As we advancing in the sun
As we advancing every man
As we advancing in the sun
Death hung in the smoke
And clung to 400 acres of useless beach front
A bank of red earth, dripping down
Death is now and now and nowThe Allies never made it much past the beach.
The ground attack began on April 25, when Allied soldiers landed simultaneously at various points near the mouth of the Dardanelles. British troops carved out a foothold at Cape Helles, the southernmost point of the Gallipoli Peninsula, located on the European side of the strait, and were soon reinforced by the French.

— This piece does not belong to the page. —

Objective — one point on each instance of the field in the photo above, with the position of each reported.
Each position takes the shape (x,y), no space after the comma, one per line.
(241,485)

But despite several bloody battles, they never managed to advance more than a few miles inland.
Death was everywhere
In the air
And in the sounds
Coming off the mounds
Of Bolton's Ridge.
Death's anchorage.
Death was in the staring sun,
Fixing its eyes on everyone.
It rattled the bones of the Night Horsemen
Still lying out there in the open
As we, advancing in the sun
As we, advancing every man
As we, advancing in the sun
Sing "Death to all and everyone."During the Battle of the Nek on 7 August 1915, two regiments of the Australian 3rd Light Horse Brigade mounted a futile bayonet attack on the Ottoman trenches and suffered heavy casualties.
It's a beautiful song, delivered in a stately manner where the drama builds and the hearbreak is evident.....it is a perfect example of absolutely fantsastic song writing from one of the greatest song writers of her generation.